Une «  batterie végétarienne  » imprimée en 3D pourrait alimenter les appareils de manière plus durable


Un projet dirigé par l’Université de Glasgow a produit une batterie imprimée en 3D qui pourrait être plus écologique que les équivalents lithium-ion.

Une équipe d’ingénieurs dirigée par l’Université de Glasgow a développé un nouveau type de batterie imprimée en 3D qui utilise des électrodes à base d’amidon végétal. Les chercheurs affirment qu’il pourrait fournir aux appareils mobiles une source d’alimentation plus respectueuse de l’environnement et de plus grande capacité que les équivalents lithium-ion.

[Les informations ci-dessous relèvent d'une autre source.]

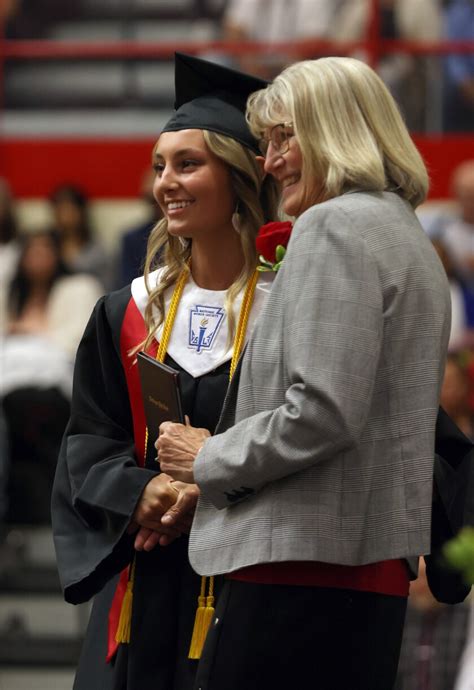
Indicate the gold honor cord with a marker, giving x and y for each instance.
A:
(205, 609)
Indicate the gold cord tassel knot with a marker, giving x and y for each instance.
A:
(202, 621)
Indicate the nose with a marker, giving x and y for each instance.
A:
(165, 181)
(273, 160)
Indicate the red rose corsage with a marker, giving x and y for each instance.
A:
(271, 241)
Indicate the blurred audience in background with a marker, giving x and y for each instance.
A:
(459, 68)
(465, 677)
(460, 330)
(457, 235)
(134, 240)
(456, 394)
(413, 80)
(80, 251)
(433, 640)
(275, 21)
(43, 313)
(9, 244)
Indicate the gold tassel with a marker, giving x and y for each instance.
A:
(202, 621)
(125, 621)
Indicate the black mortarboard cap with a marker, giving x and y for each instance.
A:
(213, 97)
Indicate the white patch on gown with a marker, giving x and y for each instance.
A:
(195, 306)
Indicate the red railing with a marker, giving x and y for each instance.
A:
(51, 164)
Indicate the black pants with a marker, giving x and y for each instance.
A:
(278, 637)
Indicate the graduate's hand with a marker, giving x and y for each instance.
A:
(157, 497)
(177, 446)
(181, 513)
(179, 517)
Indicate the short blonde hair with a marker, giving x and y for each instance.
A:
(348, 126)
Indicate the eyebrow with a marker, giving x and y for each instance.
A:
(180, 152)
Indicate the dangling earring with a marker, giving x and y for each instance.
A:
(237, 220)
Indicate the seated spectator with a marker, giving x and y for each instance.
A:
(134, 241)
(42, 292)
(46, 310)
(433, 640)
(79, 250)
(459, 91)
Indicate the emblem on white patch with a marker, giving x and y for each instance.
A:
(204, 324)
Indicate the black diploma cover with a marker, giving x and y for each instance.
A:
(160, 390)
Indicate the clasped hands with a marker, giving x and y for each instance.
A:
(166, 507)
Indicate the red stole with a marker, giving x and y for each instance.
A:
(133, 332)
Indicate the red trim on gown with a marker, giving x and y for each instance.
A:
(385, 577)
(133, 332)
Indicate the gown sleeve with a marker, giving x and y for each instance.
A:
(98, 482)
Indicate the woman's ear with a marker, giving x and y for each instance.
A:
(261, 163)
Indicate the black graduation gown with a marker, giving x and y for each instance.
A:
(97, 486)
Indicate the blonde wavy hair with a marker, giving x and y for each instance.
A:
(257, 201)
(348, 126)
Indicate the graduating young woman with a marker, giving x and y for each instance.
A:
(316, 489)
(195, 312)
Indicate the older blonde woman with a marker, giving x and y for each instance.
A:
(316, 489)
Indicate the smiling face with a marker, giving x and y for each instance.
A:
(192, 186)
(287, 169)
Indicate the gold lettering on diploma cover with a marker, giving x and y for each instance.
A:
(158, 403)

Les batteries lithium-ion sont utilisées dans une large gamme d’appareils, y compris les smartphones, les ordinateurs portables et les véhicules électriques. Ils sont construits à partir de facteurs de forme légers et compacts et peuvent supporter plusieurs cycles de charge et de décharge. Une électrode positive, généralement constituée de lithium cobalt ou de lithium fer phosphate, fait passer les ions lithium à travers un électrolyte vers l’électrode négative, qui est constituée de lithium métal.

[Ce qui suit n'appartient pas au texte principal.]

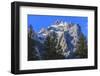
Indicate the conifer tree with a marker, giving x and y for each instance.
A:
(32, 54)
(82, 51)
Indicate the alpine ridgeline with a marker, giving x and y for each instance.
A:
(66, 34)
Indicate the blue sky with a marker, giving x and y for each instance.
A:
(43, 21)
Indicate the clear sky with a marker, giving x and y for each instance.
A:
(43, 21)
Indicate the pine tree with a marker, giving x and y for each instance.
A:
(32, 54)
(52, 49)
(82, 51)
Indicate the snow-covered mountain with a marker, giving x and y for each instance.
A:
(68, 36)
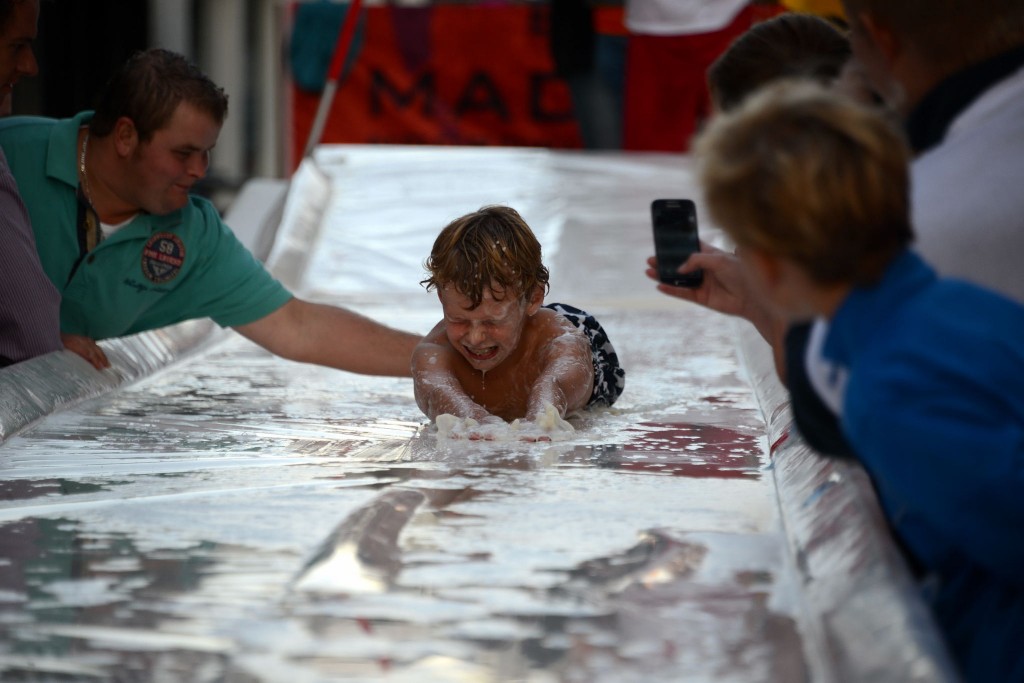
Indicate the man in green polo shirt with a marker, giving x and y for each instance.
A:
(130, 250)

Les ions lithium sont stockés dans l’électrode négative lorsque la batterie est chargée. Lorsque la batterie est utilisée, les ions circulent dans la direction opposée et génèrent de l’énergie pour alimenter les appareils par une réaction électrochimique.

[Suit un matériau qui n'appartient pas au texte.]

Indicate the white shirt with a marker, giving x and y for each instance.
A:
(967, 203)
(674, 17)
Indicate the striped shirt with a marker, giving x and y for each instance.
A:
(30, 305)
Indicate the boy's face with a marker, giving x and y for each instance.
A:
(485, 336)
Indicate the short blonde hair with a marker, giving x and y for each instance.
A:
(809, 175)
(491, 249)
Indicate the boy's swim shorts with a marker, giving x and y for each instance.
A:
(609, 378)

Les avantages d’une batterie imprimée en 3D durable

Les batteries lithium-ion actuellement sur le marché ont des électrodes épaisses qui limitent la quantité d’énergie qu’elles peuvent stocker et libérer, selon l’équipe dirigée par Glasgow. Ils limitent la diffusion des ions lithium à travers l’électrode et sont également plus sujets à la fissuration, ce qui signifie que la batterie ne peut plus être utilisée.

Dans le but de surmonter ces restrictions, les ingénieurs ont introduit de minuscules trous à l’échelle nanométrique et micrométrique dans les électrodes de leur batterie. Cela a augmenté la surface des électrodes sans changer les dimensions externes de la batterie.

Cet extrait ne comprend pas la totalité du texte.